The Frankenstack problem
Why are procurement processes falling short? Part of the answer lies in what Ansarada calls “fragmentation”—unjoined thinking that leads to data siloing, slow tender processes and communication hiccups.
While 91% of respondents claimed to use purpose-built procurement software, EMEA organisations were found to be running an average of 3.8 disconnected systems simultaneously. Furthermore, 55% of respondents say they still rely on email to manage correspondence for sensitive bidding.
Andy Potter, Business Development Director in EMEA at Ansarada, believes these approaches could be vastly improved.
“If you're still using fragmented systems or traditional cloud storage, you lose that 'golden thread' of accountability that modern regulators and investors now demand,” he says.
Meanwhile, Justin describes the result as a "Frankenstack" – a patchwork of incompatible tools that creates the illusion of digitalisation without delivering its substance.
The road ahead
It is clear that procurement issues in renewable energy must be resolved to meet skyrocketing demand. Analysis from Bain & Co. cited in the report suggests global compute requirements alone could reach 200GW by 2030, driven by AI infrastructure. This makes reliable green energy an industrial necessity rather than a nice-to-have climate ambition.

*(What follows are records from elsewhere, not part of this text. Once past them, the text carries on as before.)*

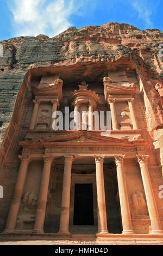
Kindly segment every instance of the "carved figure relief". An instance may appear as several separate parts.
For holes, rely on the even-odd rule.
[[[33,191],[27,192],[24,196],[22,204],[27,207],[31,207],[37,204],[37,197]]]
[[[42,109],[41,111],[41,114],[39,116],[39,119],[41,122],[47,122],[49,118],[49,115],[48,114],[49,112],[48,109]]]

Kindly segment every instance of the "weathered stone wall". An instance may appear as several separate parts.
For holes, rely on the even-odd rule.
[[[162,204],[158,194],[158,186],[163,184],[163,105],[155,88],[156,82],[163,83],[162,57],[158,54],[162,36],[163,33],[158,29],[141,31],[130,25],[109,23],[79,29],[70,28],[52,39],[40,35],[36,38],[20,37],[1,42],[4,46],[4,57],[0,58],[0,185],[4,188],[4,198],[1,201],[0,231],[4,228],[18,170],[17,155],[21,154],[18,141],[24,139],[31,118],[33,105],[29,89],[39,84],[42,76],[57,73],[60,74],[64,83],[62,108],[66,105],[68,95],[77,88],[78,83],[83,79],[86,79],[89,84],[89,89],[98,94],[101,102],[103,102],[102,109],[105,107],[102,83],[104,76],[110,77],[118,84],[136,84],[134,107],[142,137],[149,142],[152,156],[149,160],[149,170],[162,222]],[[121,106],[118,104],[116,112],[121,121]],[[41,163],[40,164],[41,166]],[[132,194],[135,191],[143,191],[139,167],[133,162],[127,162],[125,166],[134,231],[148,233],[150,221],[146,205],[139,210],[144,220],[139,219],[139,216],[134,218],[135,209]],[[128,166],[131,167],[130,169]],[[29,167],[23,197],[31,190],[38,196],[42,166],[39,166],[37,164],[36,168],[33,167],[36,182],[32,184],[28,183],[31,175]],[[62,174],[60,175],[58,207],[52,205],[48,208],[49,218],[51,212],[53,214],[57,208],[58,221],[53,231],[57,231],[59,225]],[[106,176],[106,180],[111,179]],[[107,186],[106,190],[109,190],[109,186]],[[115,189],[114,187],[113,190]],[[32,230],[36,207],[32,206],[29,211],[25,208],[24,212],[24,207],[22,206],[16,229]],[[22,218],[24,216],[27,219]],[[45,228],[49,230],[52,223],[48,220],[46,223]]]

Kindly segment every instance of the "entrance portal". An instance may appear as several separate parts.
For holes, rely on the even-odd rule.
[[[76,184],[73,225],[94,225],[92,184]]]

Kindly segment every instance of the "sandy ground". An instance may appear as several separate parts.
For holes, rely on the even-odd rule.
[[[1,245],[163,245],[162,241],[80,241],[71,240],[26,240],[14,241],[0,241]]]

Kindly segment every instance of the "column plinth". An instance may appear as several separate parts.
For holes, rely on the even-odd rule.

The conflict in the Middle East and its negative impacts on the global hydrocarbons market emphasise this further.
Speaking about the war’s impact on the UK’s energy landscape, Christophe Williams, CEO of Naked Energy, says: “Tackling heat with British and European made clean technologies is one of the fastest ways to lower exposure to gas prices while strengthening energy security.”
However, ambition and delivery remain two different things.
As Justin puts it: “The question for Europe is whether procurement processes can match the scale of ambition reflected in investment figures.
“Capital is flowing toward large-scale and integrated projects, but delivery depends on treating procurement as critical project infrastructure from day one, not an administrative afterthought.”